New Kernel PVE-5.15.30-2 breaks iscsi connections

Feb 3, 2022
65
6
13
28
Hey,

so because in the other thread no one was answering and basically ignoring this fact I have to reopen a new one.
So: with the new Kernel PVE-5.15.30 my iSCSI Connections breaks and cant be revived. only the with the "old" 5.13.19-6 kernel my iSCSI connections are working.
I have currently 3 Intel Nucs running in a HA Cluster with 1 GB Nics.
I´m not using multipath (is this the problem?).

Kind regards,
 
what kind of information do you need?

I’ve got 1x Intel Nuc 7th Gen NUC7i5DNHE
2x Intel Nuc 10th Gen NUC10i7FNHN
They all 3 got the same Intel I219-V Ethernet Port.
 
HI,

I also have issue with HPE Smart Array P410 If I using the latest kernel 5.15.35-1-pve, with 5.13.19-6-pve works without no issue.

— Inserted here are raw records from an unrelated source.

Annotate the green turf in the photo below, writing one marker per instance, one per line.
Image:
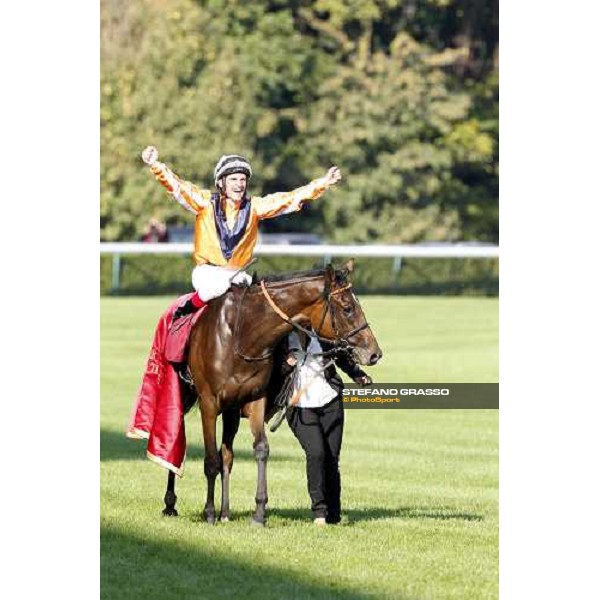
(420, 487)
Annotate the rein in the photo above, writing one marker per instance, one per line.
(340, 343)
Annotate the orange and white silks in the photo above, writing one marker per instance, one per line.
(207, 244)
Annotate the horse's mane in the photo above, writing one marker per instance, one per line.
(291, 275)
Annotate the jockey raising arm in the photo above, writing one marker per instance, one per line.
(227, 219)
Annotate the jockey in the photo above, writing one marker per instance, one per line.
(227, 220)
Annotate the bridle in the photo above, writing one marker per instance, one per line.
(341, 342)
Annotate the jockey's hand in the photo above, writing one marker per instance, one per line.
(333, 176)
(150, 155)
(241, 278)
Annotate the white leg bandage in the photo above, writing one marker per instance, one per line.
(211, 281)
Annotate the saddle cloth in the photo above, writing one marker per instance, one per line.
(157, 414)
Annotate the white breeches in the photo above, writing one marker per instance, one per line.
(211, 281)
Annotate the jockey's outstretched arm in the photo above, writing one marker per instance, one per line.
(190, 196)
(283, 203)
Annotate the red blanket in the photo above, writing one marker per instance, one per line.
(158, 410)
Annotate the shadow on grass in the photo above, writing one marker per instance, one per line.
(135, 567)
(116, 446)
(356, 515)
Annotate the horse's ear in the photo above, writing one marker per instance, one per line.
(349, 266)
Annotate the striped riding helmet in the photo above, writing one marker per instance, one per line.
(232, 163)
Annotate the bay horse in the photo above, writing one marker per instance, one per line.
(231, 361)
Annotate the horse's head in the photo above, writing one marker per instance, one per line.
(341, 319)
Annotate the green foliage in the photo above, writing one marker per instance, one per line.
(393, 91)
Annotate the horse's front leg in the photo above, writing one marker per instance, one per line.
(231, 423)
(212, 458)
(256, 417)
(170, 497)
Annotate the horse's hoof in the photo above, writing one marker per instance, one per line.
(254, 523)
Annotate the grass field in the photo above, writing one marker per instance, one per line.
(420, 487)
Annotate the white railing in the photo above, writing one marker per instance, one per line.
(326, 251)
(356, 250)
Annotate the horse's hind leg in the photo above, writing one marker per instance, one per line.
(261, 453)
(170, 497)
(231, 423)
(212, 459)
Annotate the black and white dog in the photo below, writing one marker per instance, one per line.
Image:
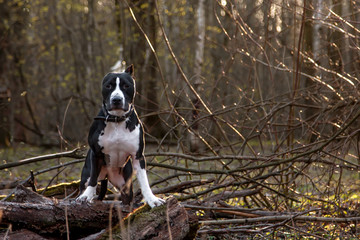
(116, 140)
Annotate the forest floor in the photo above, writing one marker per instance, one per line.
(317, 212)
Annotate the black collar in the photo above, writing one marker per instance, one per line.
(112, 118)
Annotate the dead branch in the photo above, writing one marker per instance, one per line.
(75, 153)
(46, 216)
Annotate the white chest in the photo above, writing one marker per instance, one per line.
(118, 143)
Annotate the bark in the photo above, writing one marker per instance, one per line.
(58, 218)
(170, 221)
(199, 58)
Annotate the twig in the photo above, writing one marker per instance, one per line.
(281, 218)
(72, 154)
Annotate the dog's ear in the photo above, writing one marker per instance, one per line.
(130, 70)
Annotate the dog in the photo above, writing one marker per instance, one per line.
(116, 140)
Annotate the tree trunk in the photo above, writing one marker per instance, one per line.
(58, 218)
(199, 58)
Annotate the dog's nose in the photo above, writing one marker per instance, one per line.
(117, 101)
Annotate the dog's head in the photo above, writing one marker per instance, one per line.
(118, 90)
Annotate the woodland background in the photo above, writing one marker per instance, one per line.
(255, 94)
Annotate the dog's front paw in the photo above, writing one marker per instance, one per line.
(155, 202)
(88, 195)
(83, 198)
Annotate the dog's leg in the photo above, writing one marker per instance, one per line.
(90, 190)
(103, 189)
(150, 198)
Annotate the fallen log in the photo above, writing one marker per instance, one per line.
(170, 221)
(58, 218)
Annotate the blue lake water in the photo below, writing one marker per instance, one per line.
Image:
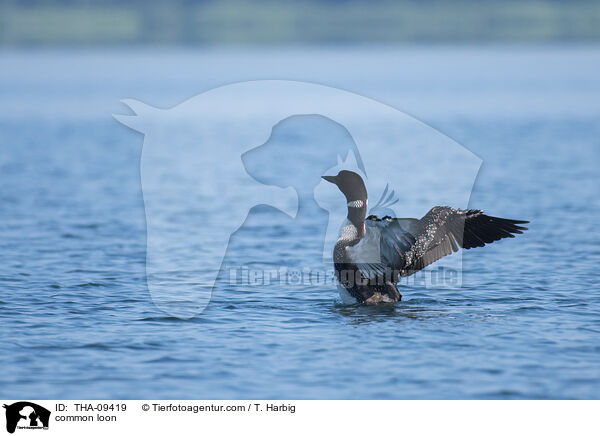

May 07 03:00:51kernel: DMAR: [DMA Read NO_PASID] Request device [01:00.2] fault addr 0xf363e000 [fault reason 0x06] PTE Read access is not set
Failed to start Ceph object storage daemon, all the ssd are seen but they are unaccesible and the ceph can't start and the logs are full with the kernel fault
 
Last edited:
what kind of information do you need?
iSCSI is a Client/Server protocol. A single session is established between one client and one server. If the server's iSCSI implementation is any decent, it shouldn't matter how many clients you have. If more than one client breaks the server, then it's generally not the client's (PVE) fault.

When reporting an issue its very helpful to provide at the very least:
a) Client OS, version
b) Server OS, version
c) Exact detailed report of the problem
d) A repro scenario, if possible, is invaluable
e) Since PVE is involved: context of storage.cfg, VM config output, status of the storage
f) All logs before, during, after failure from both client and server.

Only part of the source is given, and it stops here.